For the past four days, all he’d been able to think of was Katarina. Pushing her out of his mind had proved impossible, in part because she was so well regarded in the town.
 

Folk were close to exultant that he’d graced the town with a personal visit, and close to crushed that Katarina had not. She was well liked, and more to the point, well respected. She sent the town food when times were lean, medicines when sickness came, and dealt fairly in all matters of court and taxes. So when Aodh showed up bearing gifts from Rardove, they simply assumed Katarina had joined this son of Ireland, and thereby legitimized his rebellion.
 

As Katarina turned, so did they.

Aodh did not see fit to correct their misperception, although he and Cormac did exchange a silent glance over the heads of the mayor and guild leaders at the feast dinner hosted in his honor.
 

“Aye, she was sore sorry she couldn’t accompany us,” Cormac had muttered, looking at Aodh. “Sore sorry, that’s for certain.”
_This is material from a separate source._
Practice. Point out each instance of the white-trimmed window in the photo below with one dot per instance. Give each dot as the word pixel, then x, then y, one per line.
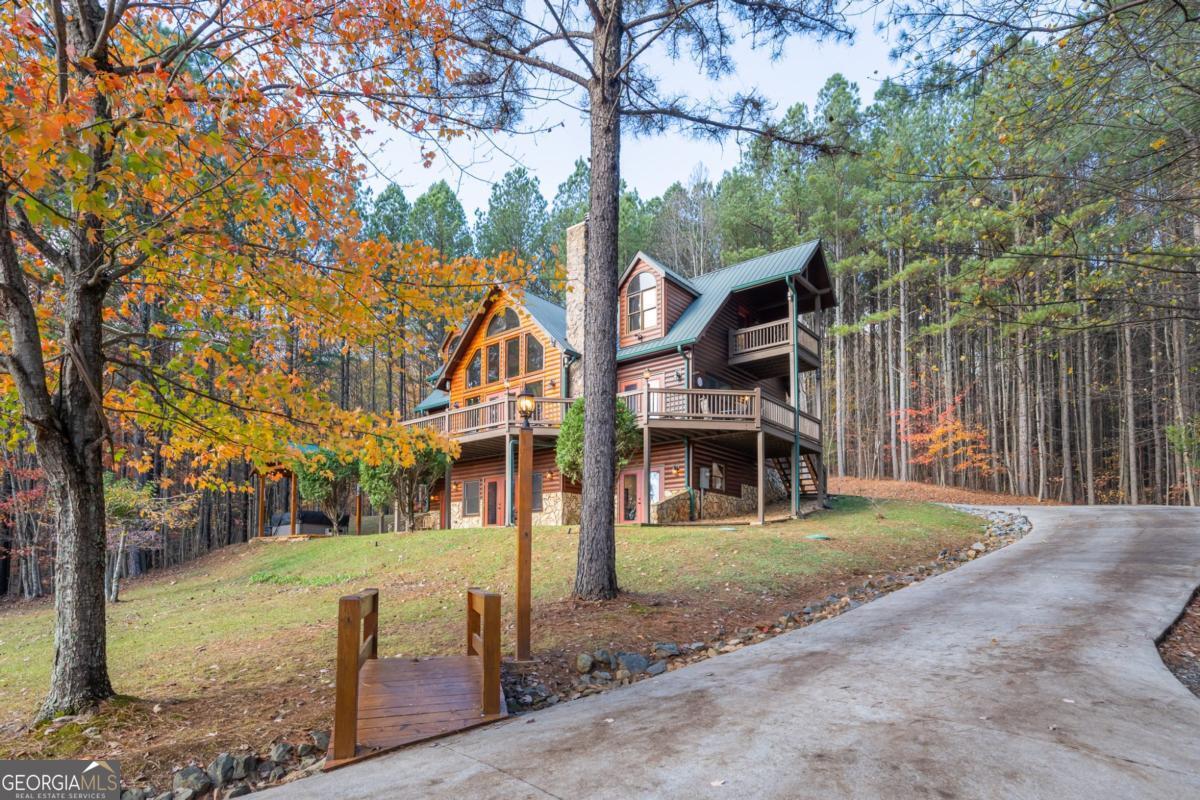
pixel 642 302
The other reason Aodh could not set her from his mind was because every time he closed his eyes, he saw her. And every time he saw her, his body readied.
 

Sporting a partial erection for four days was painful in the extreme.

So when they returned home and the gates fell down behind them, he dispersed his men on tasks of food and sleep, passed by Katarina’s newly released servants and maids, one who was particularly flushed with curtseys and color when she saw Cormac looming behind him, then made for his chambers, Ré fast on his heels, reporting developments.